At first glance, that method seems prone to several problems. Most of the time that you hear music in public, there’s background noise and distortion caused by the speakers, which can make songs unidentifiable or result in inaccurate matches. Also, there’s a lot of data captured in even a brief sound clip, which can make searching for these patterns across a database of millions of songs slow.
In an interview with Scientific American in 2003, Avery Li-Chun Wang, the chief data scientist and co-founder of Shazam, explains how their algorithm fixes these issues. The information of an audio clip can be visualized with a 3D chart known as a spectrogram, which represents a change in frequencies over a period of time. It also takes into account amplitude, which is how loud a sound is. This is represented in a spectrogram using the intensity of color.
In the same way that humans cannot perceive sound unless they are at a particular frequency, instead of taking the entirety of a song into account when performing a search, Shazam only takes in “peaks,” which is the highest energy content within an audio clip. The fingerprints it captures only take in the highest frequency points within a given time frame and then the peak amplitude spots within those frequencies.

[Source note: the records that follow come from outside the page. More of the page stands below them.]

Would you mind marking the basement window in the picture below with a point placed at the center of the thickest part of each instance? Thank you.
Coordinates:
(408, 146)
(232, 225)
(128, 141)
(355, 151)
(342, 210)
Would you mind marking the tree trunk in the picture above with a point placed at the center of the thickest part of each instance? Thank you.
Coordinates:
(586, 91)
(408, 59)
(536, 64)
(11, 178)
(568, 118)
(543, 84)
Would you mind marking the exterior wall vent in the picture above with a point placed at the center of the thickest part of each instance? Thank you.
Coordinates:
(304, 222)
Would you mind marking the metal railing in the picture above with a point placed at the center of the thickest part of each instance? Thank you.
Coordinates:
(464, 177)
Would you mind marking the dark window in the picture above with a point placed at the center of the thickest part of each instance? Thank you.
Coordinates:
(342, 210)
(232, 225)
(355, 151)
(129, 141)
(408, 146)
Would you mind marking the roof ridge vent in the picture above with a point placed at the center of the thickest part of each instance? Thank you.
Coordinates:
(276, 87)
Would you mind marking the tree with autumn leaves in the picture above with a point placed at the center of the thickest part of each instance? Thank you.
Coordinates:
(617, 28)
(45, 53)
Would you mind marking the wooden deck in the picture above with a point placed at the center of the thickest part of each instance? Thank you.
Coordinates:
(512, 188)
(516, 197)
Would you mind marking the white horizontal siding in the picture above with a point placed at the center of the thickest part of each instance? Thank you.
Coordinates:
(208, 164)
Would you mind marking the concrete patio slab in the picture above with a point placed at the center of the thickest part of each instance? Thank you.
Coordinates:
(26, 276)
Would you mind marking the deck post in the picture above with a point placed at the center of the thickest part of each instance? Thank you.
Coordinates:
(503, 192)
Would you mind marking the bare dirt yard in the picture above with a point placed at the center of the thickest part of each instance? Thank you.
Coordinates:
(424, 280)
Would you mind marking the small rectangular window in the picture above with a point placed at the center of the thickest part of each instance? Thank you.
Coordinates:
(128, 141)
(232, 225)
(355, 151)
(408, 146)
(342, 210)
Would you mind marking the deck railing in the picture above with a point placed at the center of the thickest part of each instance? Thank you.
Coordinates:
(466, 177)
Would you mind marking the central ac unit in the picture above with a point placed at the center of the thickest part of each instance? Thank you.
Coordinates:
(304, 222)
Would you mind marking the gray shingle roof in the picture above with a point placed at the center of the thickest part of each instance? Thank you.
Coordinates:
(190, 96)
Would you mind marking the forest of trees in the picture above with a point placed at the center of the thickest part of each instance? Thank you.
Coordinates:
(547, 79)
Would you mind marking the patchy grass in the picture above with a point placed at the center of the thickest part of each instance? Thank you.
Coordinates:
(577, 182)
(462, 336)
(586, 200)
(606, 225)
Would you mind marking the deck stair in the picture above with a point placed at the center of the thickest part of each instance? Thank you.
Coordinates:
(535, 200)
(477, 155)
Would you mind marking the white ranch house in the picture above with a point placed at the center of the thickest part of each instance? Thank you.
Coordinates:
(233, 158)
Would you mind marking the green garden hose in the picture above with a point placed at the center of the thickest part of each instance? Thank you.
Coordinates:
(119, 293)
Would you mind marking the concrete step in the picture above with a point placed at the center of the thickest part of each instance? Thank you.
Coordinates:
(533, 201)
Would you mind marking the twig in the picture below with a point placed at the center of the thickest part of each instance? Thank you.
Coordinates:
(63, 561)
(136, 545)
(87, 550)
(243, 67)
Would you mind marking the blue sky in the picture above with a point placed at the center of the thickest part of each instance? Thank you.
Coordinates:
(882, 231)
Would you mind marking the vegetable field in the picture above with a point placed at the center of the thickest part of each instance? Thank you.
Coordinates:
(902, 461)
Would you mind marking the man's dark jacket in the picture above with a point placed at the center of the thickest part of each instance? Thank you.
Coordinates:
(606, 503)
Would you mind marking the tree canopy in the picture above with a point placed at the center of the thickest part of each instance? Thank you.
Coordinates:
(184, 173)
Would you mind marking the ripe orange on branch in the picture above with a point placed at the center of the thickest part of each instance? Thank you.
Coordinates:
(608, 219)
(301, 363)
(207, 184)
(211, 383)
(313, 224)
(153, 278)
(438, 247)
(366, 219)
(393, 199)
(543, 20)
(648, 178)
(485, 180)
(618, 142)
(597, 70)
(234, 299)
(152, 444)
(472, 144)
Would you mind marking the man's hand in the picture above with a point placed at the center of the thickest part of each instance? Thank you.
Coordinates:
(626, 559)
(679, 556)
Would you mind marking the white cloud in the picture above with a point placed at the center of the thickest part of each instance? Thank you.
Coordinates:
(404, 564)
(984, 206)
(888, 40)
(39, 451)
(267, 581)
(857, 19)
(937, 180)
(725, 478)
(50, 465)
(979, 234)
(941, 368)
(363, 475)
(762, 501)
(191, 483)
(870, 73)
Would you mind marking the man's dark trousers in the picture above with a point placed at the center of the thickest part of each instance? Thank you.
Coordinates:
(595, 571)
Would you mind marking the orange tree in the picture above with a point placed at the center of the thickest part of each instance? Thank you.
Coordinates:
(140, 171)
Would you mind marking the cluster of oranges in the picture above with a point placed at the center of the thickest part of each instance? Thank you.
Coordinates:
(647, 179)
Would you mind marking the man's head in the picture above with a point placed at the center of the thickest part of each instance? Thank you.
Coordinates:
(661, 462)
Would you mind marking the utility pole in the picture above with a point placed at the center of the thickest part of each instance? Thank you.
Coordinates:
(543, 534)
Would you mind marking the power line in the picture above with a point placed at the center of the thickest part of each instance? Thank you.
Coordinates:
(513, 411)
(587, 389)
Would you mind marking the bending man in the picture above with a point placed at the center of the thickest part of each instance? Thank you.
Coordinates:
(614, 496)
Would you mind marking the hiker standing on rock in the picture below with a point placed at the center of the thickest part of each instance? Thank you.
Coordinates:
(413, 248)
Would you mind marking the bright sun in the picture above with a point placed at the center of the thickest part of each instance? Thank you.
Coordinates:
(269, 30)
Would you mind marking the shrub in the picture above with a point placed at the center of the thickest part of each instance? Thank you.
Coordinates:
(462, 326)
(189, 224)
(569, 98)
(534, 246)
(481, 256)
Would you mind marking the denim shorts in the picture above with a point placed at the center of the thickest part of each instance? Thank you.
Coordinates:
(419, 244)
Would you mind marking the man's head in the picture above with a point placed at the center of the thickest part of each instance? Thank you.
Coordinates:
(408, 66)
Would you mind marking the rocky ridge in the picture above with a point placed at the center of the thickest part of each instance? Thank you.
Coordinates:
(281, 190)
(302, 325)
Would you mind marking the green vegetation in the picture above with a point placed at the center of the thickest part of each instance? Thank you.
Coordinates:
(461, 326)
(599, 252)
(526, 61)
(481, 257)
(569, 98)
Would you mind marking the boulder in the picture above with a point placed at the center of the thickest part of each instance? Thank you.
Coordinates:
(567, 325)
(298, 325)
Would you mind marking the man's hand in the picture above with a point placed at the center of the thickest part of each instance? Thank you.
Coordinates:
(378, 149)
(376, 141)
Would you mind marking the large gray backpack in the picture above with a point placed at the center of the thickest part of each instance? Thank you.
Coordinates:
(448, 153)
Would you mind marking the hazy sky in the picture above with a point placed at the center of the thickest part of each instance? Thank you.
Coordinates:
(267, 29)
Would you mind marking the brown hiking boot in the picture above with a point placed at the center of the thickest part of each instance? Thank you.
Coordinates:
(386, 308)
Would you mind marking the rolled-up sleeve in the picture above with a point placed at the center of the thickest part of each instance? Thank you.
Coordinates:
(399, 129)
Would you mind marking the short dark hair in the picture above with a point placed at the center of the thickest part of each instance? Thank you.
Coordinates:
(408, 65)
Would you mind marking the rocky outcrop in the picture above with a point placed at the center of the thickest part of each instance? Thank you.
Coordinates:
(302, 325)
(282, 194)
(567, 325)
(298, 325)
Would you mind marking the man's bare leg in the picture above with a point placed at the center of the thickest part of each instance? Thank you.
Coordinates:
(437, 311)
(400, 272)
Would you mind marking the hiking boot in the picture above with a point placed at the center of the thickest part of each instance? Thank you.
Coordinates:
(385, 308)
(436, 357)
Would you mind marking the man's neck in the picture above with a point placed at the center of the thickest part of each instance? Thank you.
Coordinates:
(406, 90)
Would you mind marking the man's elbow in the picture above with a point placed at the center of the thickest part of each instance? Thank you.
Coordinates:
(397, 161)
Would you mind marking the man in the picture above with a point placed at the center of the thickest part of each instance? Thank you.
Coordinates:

In a research paper for Columbia University, Wang stated that the method allows them to take out most of the unnecessary parts of an audio clip like background noise and to clear up distortion. It also makes the size of the prints small enough that it takes mere milliseconds to identify a song among their vast database.
Aside from being helpful for average listeners who hear a song they like, music identification apps also help shape the music world.
Radio stations and streaming services often use the data regarding what people are Shazam-ing the most to figure out what tracks are being listened to by the public. This is helpful because it indicates a song’s catchiness and potential popularity, regardless of the artist. When you identify a song with the app, you’ll immediately see how many people have also tried to identify it.
Since the rise of Shazam, a handful of competitors have also popped up. Soundhound claims to be able to identify a song simply by you singing or humming to it, with mixed results. There’s also a song identifier integrated with voice apps such as Google Assistant that work very similarly to Shazam’s system.